Prediction: AI Transparency And “Ethics By Design” Will No Longer Be An Option
Where are we now: I’ve blogged a lot about the recommendations of the IEEE 7000 standard: “Create models that you can reliably communicate with and explain with sufficient transparency.” That thought is becoming more and more important as the regulation of AI comes into focus.
The Brookings Institute, for example, says that the European Union’s AI Act “aims to create the first comprehensive regulatory framework for artificial intelligence, but its implications will not stop at EU borders. Some EU politicians even consider setting a global standard a key goal of the AEOI, leading some to speak of a race to regulate AI.”
AI Trends: Discussion About High-Risk Artificial Intelligence
In my opinion, high-risk AI is not yet widely deployed, and the EU’s AI regulation is overshooting the mark.

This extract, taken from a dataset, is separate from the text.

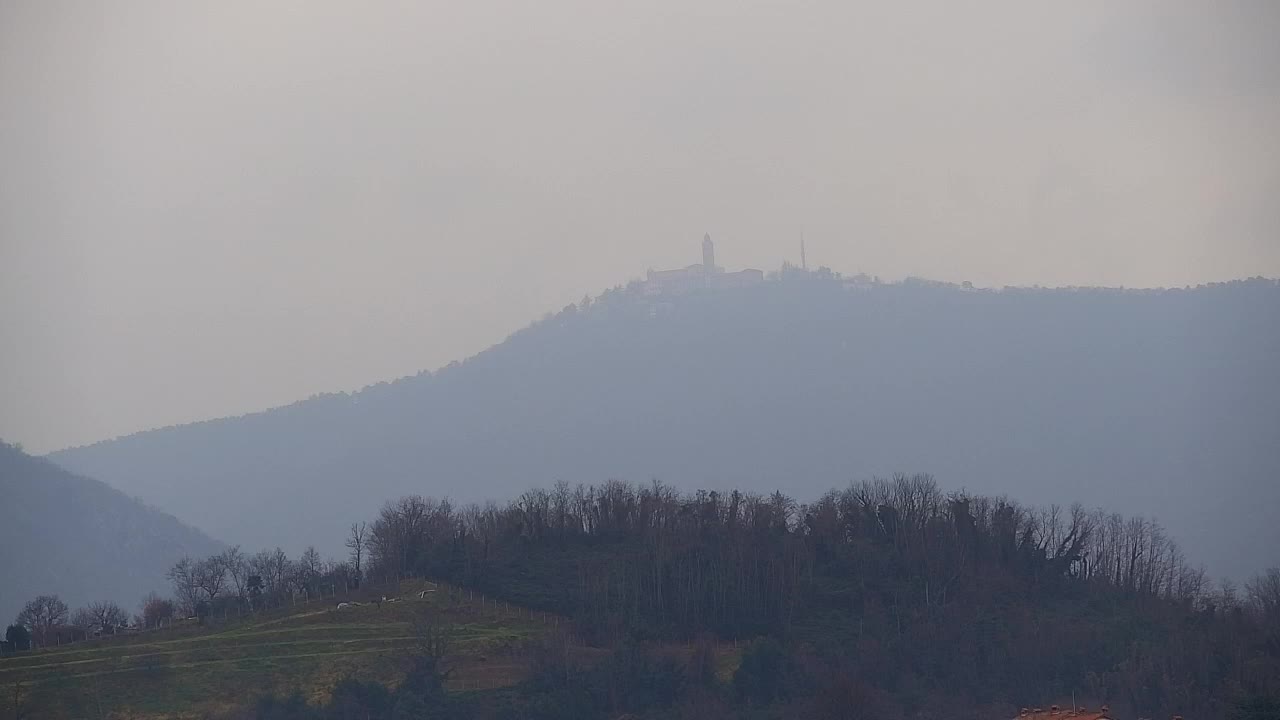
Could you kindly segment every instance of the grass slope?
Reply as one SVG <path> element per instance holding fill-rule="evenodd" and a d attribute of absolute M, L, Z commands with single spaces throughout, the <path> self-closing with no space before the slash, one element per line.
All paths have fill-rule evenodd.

The intention is good, but not all AI is risky. In particular, interpretable machine learning can specify what influences the results. It is hoped that the regulators’ overreaction to AI will be limited as the year progresses.
My approach is to find a middle ground by letting users carefully and responsibly choose an algorithm developed with ethical considerations. It is also essential to question the model repeatedly while it is being used. Because in the words of the well-known statistician George Box: “Basically all models are wrong,
Looking back, my outlook on AI trends for 2022 was exact. The responsible use of artificial intelligence is increasingly coming to the fore and is slowly becoming a matter of course in the data science world.